The objective of current research on internal combustion engines is to further reduce exhaust emissions while simultaneously reducing fuel consumption. The resulting measures often mean an increase in complexity of internal combustion engines, which on one hand increases production cost and on the other hand increases the susceptibility of the overall system to defects. It is therefore necessary to develop technologies which can generate an advantage for the consumer despite increasing complexity. Within the scope of the project “High Efficiency Diesel Engine Concept” (“Hocheffizientes Diesel-Motoren-Konzept” HDMK), funded by the Federal Ministry of Economic Affairs and Energy with TÜV Rheinland as project management organization (funding code: 19U15003A), two engine concepts were investigated and combined on a John Deere four-cylinder inline engine.

On the one hand, a new cylinder activation concept (“3/4-cylinder concept”) was implemented with the aim of reducing fuel consumption. On the other hand, a fully variable valve train was developed for this engine, which both improves the functionality of the 3/4-cylinder concept and can have a positive influence on exhaust emissions through internal exhaust gas recirculation.

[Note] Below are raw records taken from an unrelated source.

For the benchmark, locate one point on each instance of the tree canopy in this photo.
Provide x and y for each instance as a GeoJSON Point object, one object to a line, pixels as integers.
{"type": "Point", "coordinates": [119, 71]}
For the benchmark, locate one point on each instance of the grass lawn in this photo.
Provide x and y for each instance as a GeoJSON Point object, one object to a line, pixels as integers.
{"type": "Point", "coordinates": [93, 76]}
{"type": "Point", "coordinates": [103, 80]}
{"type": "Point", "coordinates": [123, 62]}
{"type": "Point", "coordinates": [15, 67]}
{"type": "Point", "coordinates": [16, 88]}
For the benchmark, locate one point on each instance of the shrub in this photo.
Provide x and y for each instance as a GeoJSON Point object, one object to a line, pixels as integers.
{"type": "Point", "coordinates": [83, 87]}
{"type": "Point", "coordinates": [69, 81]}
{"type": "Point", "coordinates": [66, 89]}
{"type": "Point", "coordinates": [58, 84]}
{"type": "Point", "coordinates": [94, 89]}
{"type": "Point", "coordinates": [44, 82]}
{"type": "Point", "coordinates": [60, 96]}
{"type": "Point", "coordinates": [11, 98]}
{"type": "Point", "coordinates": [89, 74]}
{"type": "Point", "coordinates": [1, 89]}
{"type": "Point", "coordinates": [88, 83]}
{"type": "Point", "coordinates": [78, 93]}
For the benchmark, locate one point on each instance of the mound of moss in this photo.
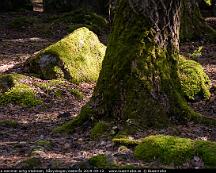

A comparison of this engine concept with its series reference based on measurement data showed a fuel economy advantage of up to 5.2% in the low load field cycles of the DLG PowerMix. The maximum fuel consumption benefit in the low load engine regime exceeded 15% in some of the operating points.

As a final step, the engine was modified for the integration into an existing and working tractor, maintaining the available installation space of the powertrain.